冷蔵庫を覗いて材料を探すハーレイだとか、棚を覗いている姿とか。
これがあった、とウキウキ作り始める夜食。
フライパンで何か焼こうとするのか、小さな鍋の出番になるか。
鼻歌交じりに作る夜食は何だろう?
熱い間が美味しい料理か、冷ました方が美味しいものか。
それを作って何処で食べるのか、コーヒーが合うのか、お酒の方か。
(…夜食って…)
ピザとかドリアだとか、と膨らんでゆく頭の中身。
ハーレイが作るのは、どんな夜食、と。
またまた一杯になっていた頭、今度はハーレイの夜食のせいで。
何を作るのか、何を食べるのかと、頭の中身はハーレイのことで溢れそう。
(…ぼくは夜食は食べないのに…)
そんなに沢山、食べられるわけがない食事。
夕食だって、盛り付けられた分を残さずに食べるのが精一杯。
夜食にはとても辿り着けない、どう頑張っても。
(でも、ハーレイは食事も沢山食べるから…)
いつもおかわりしているもんね、と両親も一緒の夕食の席を思い出す。
「おかわりは如何ですか?」と母に尋ねられたら、「頂きます」と答えるハーレイ。
二人きりで食べる昼食の時は、ハーレイの分が明らかに大盛り。
(あんなにあっても、平気でペロリと食べちゃうんだもの…)
そういえば、と蘇って来た学校のランチタイムの記憶。
沢山食べたら背が伸びるかも、と注文してみた大盛りランチ。
食べられそうもなくて困っていたら、ハーレイが助けてくれたのだった。
「俺に寄越せ」と、綺麗に食べて。
自分用のランチのトレイも持っていたくせに、大盛りランチの残りまで。
(ハーレイ、ホントに凄いよね…)
だから柔道も強いんだよね、と顔が綻ぶ。
大盛りランチは、運動部員の御用達だから。
しっかり食べて体力作りを、と提供される大盛りランチ。
きっとハーレイも、自分くらいの年の頃には学校で食べていたのだろう。
ランチタイムは大盛りランチで、全部ペロリと平らげて。
それの他にも、休み時間になったなら…。
(パンとか、食べていそうだよね?)
運動部員のクラスメイトは、そうだから。
「食べないと、とても身体が持たない」と、休み時間に食べているパン。
家から持って来ているパンとか、学校で買ったパンだとか。
ハーレイだったら、どっちだろう、と想像してみた子供時代。
大盛りランチの他に食べるパンは、学校で買ったか、家から持って行ったのか。
(…学校に行く途中に、美味しいパン屋さんがあったかも…)
其処に入って買ったかもしれない、いつもお小遣いを握り締めて。
どれを買おうか散々迷って、「これにしよう」とトレイに一個。
(二個だったかも…?)
もっと凄くて三個だったとか、そういうこともあるかもしれない。
三個の内の一個は必ず、毎日同じパンだったとか。
(お気に入りのパン、ありそうだものね?)
好き嫌いの無いハーレイだけれど、それは自分も同じだけれど。
これがいいな、と思う料理はあるわけなのだし、パンだって、きっと。
(どんなのかな、ハーレイがお気に入りだったパン…)
子供時代のハーレイが買っていたパンは…、と今度はパンで頭が一杯。
ハーレイが学校へ行くまでの道に、パンを売っている店があったかどうかも知らないのに。

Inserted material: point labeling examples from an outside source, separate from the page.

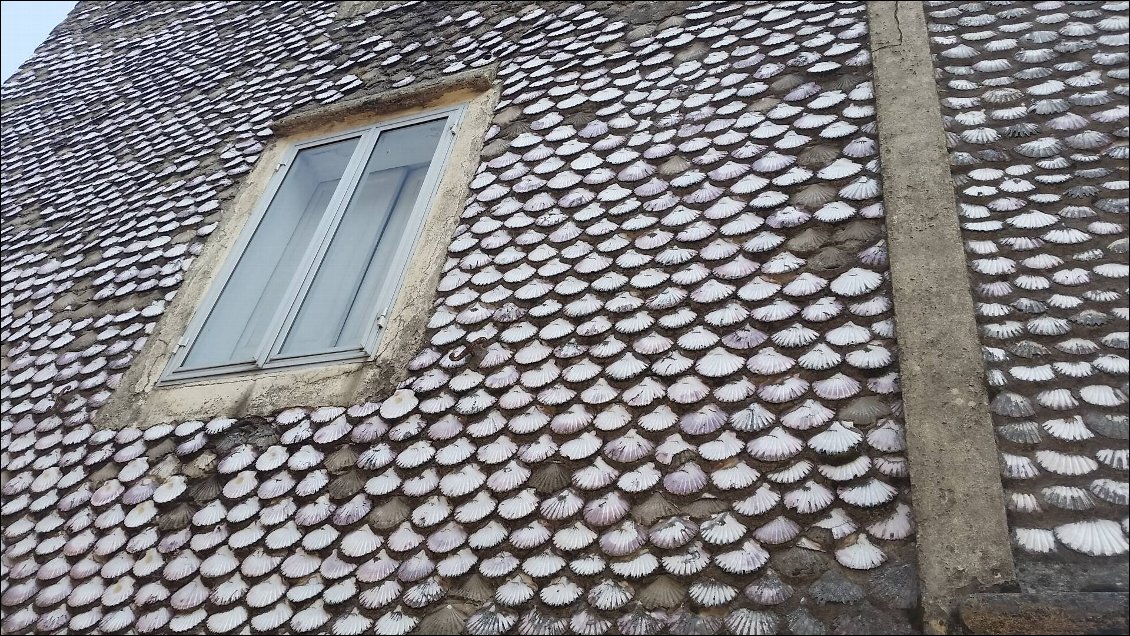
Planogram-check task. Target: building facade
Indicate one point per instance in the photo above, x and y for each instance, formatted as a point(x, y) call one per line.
point(639, 369)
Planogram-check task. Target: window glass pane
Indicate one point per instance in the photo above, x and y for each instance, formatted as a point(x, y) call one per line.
point(358, 264)
point(236, 327)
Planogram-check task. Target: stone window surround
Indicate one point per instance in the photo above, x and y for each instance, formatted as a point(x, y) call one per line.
point(141, 400)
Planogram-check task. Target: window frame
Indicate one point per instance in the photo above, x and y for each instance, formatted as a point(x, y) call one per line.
point(267, 358)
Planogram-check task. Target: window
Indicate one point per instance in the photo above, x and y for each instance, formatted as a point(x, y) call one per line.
point(319, 280)
point(315, 271)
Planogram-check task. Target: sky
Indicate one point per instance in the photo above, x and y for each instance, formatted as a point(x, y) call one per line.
point(24, 25)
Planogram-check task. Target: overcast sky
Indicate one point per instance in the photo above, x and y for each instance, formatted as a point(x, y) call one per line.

店があっても、其処で買わずに、学校で買ったかもしれないのに。
(…パンで一杯になっちゃった…)
夜食のことを考えてたのに、と思わず零れてしまった溜息。
どうして一杯になるんだろうと、すぐにハーレイで溢れちゃうよ、と。
(勉強している時は大丈夫だけど…)
ハーレイで一杯になっていることはないんだけれど、と思ったけれど。
そのハーレイが授業をしている古典の時間はどうだろう?
(…当てて欲しくて、手を挙げてるし…)
他の誰かが指名されたら、ガッカリしてしまうハーレイの授業。
やっぱり一杯なのかもしれない、勉強の時も。
ハーレイの姿が見える時には、ハーレイが教える時間には。
それに体育の授業を見学する時、いつも一度は考えること。
「ハーレイがやったら、カッコいいよね」だとか、「ハーレイでも教えられそう」だとか。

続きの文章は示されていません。